This method was successfully used in the Cytogenetics Laboratory of the Laboratory of Pathology in Seattle, Washington, USA.
Chromosomes are G-banded to facilitate the identification of structural abnormalities. Slides are dehydrated, treated with the enzyme trypsin, and then stained.
Glass coplin jars with lids; 5ml and 10ml serological pipettes and bulbs; Staining rack; Timer; Plastic squirt bottle; Dehydrating oven set at 95 degrees C; Slide racks; Slide warming tray set at 60 degrees C;
0.25% trypsin, in HBSS without calcium and magnesium. (Life Technologies Inc., Gibco #610-5050) Store at -5 to -20 degrees C. Thaw at room temperature -- do not heat above room temperature to avoid denaturing the enzyme.
Dry salt phosphate buffer, pH 6.8 (Fisher Scientific #B-78)
Leishman's stain powder. (Sigma #L-6254)
Absolute methanol. (J.T. Baker, VWR #JT9070-3) Toxic -- avoid contact with skin and mucous membranes. Flamable -- store in approved fire-proof cabinet. Dispose down fume hood sink with copius amounts of water.
Normal saline, 0.9% sodium chloride. (Abbott Laboratories, SHMC #3619)
pHydrion buffer capsules, pH 7.0 (VWR #34175-242)
0.025% trypsin: mix 5ml 0.25% trypsin with 45ml normal saline. Prepare fresh the day of staining. Keep at room temperature. Do not use if color changes.
Fisher phosphate buffer: dissolve 1 buffer capsule (pH 6.8) in 1 liter of distilled water. Check pH with pH meter and record on the label.
Stain: swirl 500ml absolute methanol in flask. Add 1.0g powdered stain to swirling methanol. Continue to swirl 2-3 minutes at moderate rate. Let sit for 15 minutes. Filter through Whatman #1 filter paper into brown bottle that contains no water (swirl bottle with methanol before use). Store away from heat and light. Shake well and filter before use.
pHydrion stock buffer: dissolve 1 pHydrion buffer capsule (pH 7.0) in 100 ml distilled water. Check pH with pH meter and record on label. Store at 2 to 8 degrees C.
pHydrion working solution: mix 5ml pHydrion stock buffer with 95ml of distilled water. Store at room temperature.
1. Place fixed, dry slides on slide rack in 95 degrees C oven and bake for 20 minutes. Cool.
2. Immerse slide in 0.025% trypsin for 10 to 120 seconds.
3. Remove slide from trypsin and immediately immerse in Fisher phospate buffer to stop trypsin action.
4. Place slide cell side up on staining rack and flood with solution of 1 part Leishman's stain and 3 parts pHydrion working solution. Stain for 2 minutes.
5. Rinse slides thoroughly with distilled water.
6. Allow slides to drain, then place on 60† C slide warming tray until completely dry.
Notes and Precautions
1. Trypsinization time may need to be varied depending on environmental conditions, material being banded, or typsin stock. Always stain one slide first and check banding quality before staining additional slides. Adjust trypsinization time if necessary.
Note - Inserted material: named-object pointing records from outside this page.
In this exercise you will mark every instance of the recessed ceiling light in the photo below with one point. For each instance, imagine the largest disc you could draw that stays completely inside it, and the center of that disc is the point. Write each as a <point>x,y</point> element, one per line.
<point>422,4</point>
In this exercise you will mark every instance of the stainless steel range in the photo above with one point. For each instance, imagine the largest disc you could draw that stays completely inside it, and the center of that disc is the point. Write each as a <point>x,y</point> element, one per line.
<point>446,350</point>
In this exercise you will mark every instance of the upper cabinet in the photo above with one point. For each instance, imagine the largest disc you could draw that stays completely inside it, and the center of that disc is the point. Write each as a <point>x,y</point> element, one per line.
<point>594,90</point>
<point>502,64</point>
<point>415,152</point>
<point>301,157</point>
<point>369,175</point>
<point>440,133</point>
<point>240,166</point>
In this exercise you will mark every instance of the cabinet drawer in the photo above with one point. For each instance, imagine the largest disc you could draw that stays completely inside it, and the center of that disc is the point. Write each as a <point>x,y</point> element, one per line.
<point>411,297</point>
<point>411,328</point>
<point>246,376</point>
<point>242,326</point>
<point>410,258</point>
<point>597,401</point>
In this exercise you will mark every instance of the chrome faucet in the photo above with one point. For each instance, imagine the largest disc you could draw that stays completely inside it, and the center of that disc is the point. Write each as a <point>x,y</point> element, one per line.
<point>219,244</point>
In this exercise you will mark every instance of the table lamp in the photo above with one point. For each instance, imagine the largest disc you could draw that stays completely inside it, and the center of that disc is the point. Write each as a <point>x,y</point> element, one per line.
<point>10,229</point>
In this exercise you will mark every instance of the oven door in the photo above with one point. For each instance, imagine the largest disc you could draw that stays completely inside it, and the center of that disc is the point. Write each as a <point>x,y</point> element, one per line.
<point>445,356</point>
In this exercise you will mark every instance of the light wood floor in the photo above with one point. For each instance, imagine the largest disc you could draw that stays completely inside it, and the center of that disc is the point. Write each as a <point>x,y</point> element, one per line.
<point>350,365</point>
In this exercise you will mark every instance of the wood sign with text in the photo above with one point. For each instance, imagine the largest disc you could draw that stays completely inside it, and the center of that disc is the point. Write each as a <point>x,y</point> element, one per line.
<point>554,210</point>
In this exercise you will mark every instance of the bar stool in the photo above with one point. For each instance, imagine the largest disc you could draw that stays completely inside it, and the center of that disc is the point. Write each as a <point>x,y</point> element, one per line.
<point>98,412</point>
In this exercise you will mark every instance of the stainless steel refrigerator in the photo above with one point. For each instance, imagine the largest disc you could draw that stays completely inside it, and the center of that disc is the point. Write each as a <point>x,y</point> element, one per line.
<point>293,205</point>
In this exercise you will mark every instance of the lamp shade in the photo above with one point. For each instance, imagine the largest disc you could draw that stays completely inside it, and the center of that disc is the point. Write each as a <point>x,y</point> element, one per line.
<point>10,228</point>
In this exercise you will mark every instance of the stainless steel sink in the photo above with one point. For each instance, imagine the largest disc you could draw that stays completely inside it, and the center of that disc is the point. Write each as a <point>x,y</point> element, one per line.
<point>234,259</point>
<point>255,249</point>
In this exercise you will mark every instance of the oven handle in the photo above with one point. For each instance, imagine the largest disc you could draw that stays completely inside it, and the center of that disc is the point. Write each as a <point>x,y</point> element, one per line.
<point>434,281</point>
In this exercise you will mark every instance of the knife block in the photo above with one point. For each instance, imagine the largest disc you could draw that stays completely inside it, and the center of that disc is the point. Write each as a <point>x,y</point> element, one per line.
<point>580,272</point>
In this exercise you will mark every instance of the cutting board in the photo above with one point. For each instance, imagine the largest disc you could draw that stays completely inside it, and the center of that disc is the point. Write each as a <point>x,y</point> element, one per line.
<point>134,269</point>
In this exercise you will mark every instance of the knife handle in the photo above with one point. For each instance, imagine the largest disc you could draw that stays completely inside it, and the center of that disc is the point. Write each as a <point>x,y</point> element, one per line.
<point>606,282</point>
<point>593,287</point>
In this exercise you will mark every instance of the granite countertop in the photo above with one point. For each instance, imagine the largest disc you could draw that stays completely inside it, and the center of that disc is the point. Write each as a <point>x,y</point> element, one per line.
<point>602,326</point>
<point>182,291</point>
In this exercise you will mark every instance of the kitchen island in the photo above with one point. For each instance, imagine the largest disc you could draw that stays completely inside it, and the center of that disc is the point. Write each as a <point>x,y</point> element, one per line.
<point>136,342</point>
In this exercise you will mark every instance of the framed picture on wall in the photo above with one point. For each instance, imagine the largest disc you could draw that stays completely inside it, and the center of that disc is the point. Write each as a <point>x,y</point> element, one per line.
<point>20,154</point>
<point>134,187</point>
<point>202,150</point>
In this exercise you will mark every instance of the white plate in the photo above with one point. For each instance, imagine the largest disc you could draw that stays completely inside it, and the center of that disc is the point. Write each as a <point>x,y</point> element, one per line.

2. Be careful not to over rinse slides since over rinsing will fade stain.
3. Leishman's stain will form a precipitate when added to pHydrion buffer. Therefore, the two should not be mixed until just prior to flooding the slide.
4. Step 3 (Fisher phospate buffer) may be eliminated if desired.
5. Slides can be destained by placing them in a coplin jar containing 3:1 fixative (3 parts absolute methanol mixed with one part glacial acetic acid) for 1-2 minutes. Rinse slides with absolute methanol and allow to dry completely. Slides may then be re-trypsinized and/or restained.
6. Wright's stain may be used in place of Leishman's stain.
Seabright, M. Rapid banding techniques for human chromosomes. Lancet 2: 971-972, 1971.
Franke, U., Oliver, N. Quantitative analysis of high-resolution trypsin-Giemsa bands on human prometaphase chromosomes. Hum. Genet. 45:137-165, 1978.